Hashtags..

The Georgette Heyer ReadAlong on Twitter was one of the few truly delightful offspring of lockdown. Through it, I met a host of funny, feisty, warm, and loving women, intelligent and well-read, but not inclined to take that as a sole criterion for worth. Their take on almost everything is worth reading, they combine charity of heart with a refusal to take any nonsense, and they have improved everything about my experience of Twitter ever since.

We ended up with an entire sub-language of hashtags and references, and when the readalong came to an end, we embroidered some of them and one of us collaged them together as a gift for the lady who started it all. These are my contribution.

“Hatboxes” appear frequently in adventures, being small and portable containers that someone too young to have luggage might be able to pack with a few necessities. Mine turned into a positive sampler of stitches. The lid of the pink one is Hungarian Braided Chain, there is Trellis Couching, Herringbone Stitch, Burden Stitch, Blanket Stitch, Stem Stitch and Back Stitch.

“Fainting In The Pavillion” refers to an incident in one of the books when the heroine, overcome with heat and repugnance, faints in one of the rooms of Brighton Pavilion, greatly embarrassing her host, the Prince Regent (he had it coming, waste no sympathy!). This one includes Cretan Stitch, Open Chain (looking neat and delicate for once), Fly Stitches, Stem, Chain, and Blanket Stitch.

“Dashed Havey-Cavey” refers to suspicious and underhand circumstances, so rather than trying to illustrate it with a picture, I simply chose a dark and moody thread and put on my most pernickety mode of Reverse Chain Stitch.

The whole thing was enormous fun, both to take part in, and to stitch about afterwards!

After which delight, it seems rather unfortunate that the latest video in SlowTV Stitchery, Episode 77, should be a sad one, full of struggle, and as yet not crowned by success..

4 Comments

  1. Carolyn Foley says:

    Goodness, I remember reading everyone of Georgette Heyers novels back in my 20’s. I loved everyone of them but then found I had had enough and haven’t looked at them since. But memory tells me I did enjoy them. It might have been better if I could have had someone to discuss them with?
    Love the stitching.

  2. Sue Jones says:

    What a good idea! Not a GH fan (I have read and enjoyed a handful, but not sufficiently to buy more) and not a Twitter user, but I love the idea of using hashtags as inspiration. And those are fun. I can see Hatboxes as a design for a greeting card, in particular.

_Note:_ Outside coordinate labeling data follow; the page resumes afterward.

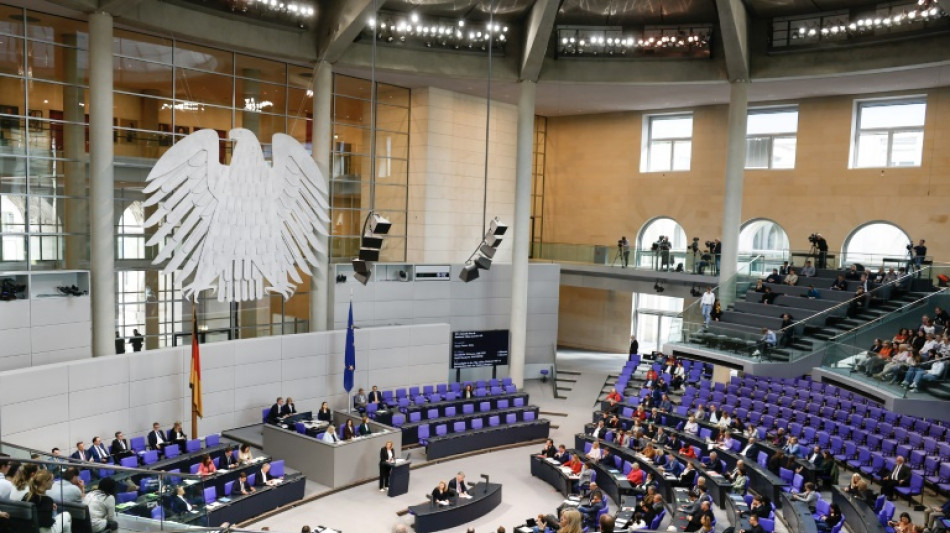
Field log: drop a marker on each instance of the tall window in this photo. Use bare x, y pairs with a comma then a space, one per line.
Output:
888, 133
669, 143
770, 138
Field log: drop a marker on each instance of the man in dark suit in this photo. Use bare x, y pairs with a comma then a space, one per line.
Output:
80, 454
459, 487
228, 460
98, 453
696, 517
274, 416
241, 486
156, 438
288, 408
375, 396
898, 477
120, 447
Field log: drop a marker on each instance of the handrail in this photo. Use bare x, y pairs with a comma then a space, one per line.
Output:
938, 292
849, 301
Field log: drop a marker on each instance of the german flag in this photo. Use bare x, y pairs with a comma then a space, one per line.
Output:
195, 380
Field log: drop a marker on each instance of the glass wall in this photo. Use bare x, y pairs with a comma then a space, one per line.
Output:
353, 189
164, 90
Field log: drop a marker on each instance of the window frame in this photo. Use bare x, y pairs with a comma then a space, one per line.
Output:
646, 154
856, 130
772, 136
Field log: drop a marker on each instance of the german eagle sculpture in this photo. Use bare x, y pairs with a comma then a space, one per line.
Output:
242, 229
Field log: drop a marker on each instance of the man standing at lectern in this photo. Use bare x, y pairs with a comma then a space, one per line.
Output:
387, 458
458, 486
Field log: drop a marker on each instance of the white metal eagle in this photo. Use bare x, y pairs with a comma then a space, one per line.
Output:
243, 229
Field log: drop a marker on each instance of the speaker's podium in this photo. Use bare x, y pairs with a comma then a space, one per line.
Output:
399, 478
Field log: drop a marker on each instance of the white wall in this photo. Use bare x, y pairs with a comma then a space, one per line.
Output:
447, 173
58, 404
484, 303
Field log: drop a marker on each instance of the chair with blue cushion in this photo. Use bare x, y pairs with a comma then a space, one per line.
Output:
277, 468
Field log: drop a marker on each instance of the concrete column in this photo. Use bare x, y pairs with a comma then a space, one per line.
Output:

  3. I really must return to Georgette Heyer one of these days. They were, apparently, my husband’s father’s favourites, which he read through repeatedly from start to finish. I find that rather odd for a man who, by all accounts, was a master of gloomy, irascible grumpiness, but perhaps he hid his light under a Heyer shaped bushel!
    I really sympathise with your struggles with Amarna, and felt every stitch you did with those wretched curved needles, (and was very admiring of the total lack of expletives and growling!) There’s no doubt they are useful, but such a fiddle to use, I still haven’t mastered them despite Sarah Homfray’s good advice on handling. With box making I use ladder stitch as it means you’re not trying to slip the needle through both layers at the same time so there’s less twisting about. You can get finer ones at a couple of online places (Restore Products and Sarah Homfray), but I’m not sure that would help with what you are doing. I think your second thought, in framing in the gold fabric might work, There was too much of a contrast between the goldwork and the dark velvet which made it pop too much, and look a little isolated in that big field of blue. I kept hoping you were going to try a red organza as a second layer, to warm the gold satin up a bit and link with the red in the or nue, but it might be that the combination of recording and then looking on screen was distorting the colours slightly. You have an idea in your head about how you want it to feel – I seem to recall “rich and strange” might have been mentioned in a video at some stage? Hope you are feeling happier about it now. If not perhaps you need to turn it to the wall again for a bit longer and work on some of the other pieces, so you have a wider context for it as part of the whole? Will send calming thoughts 🙂

  4. Curved needles are very tricky to use. I attempted using one when making a box. I think I’ve also used one when making a book.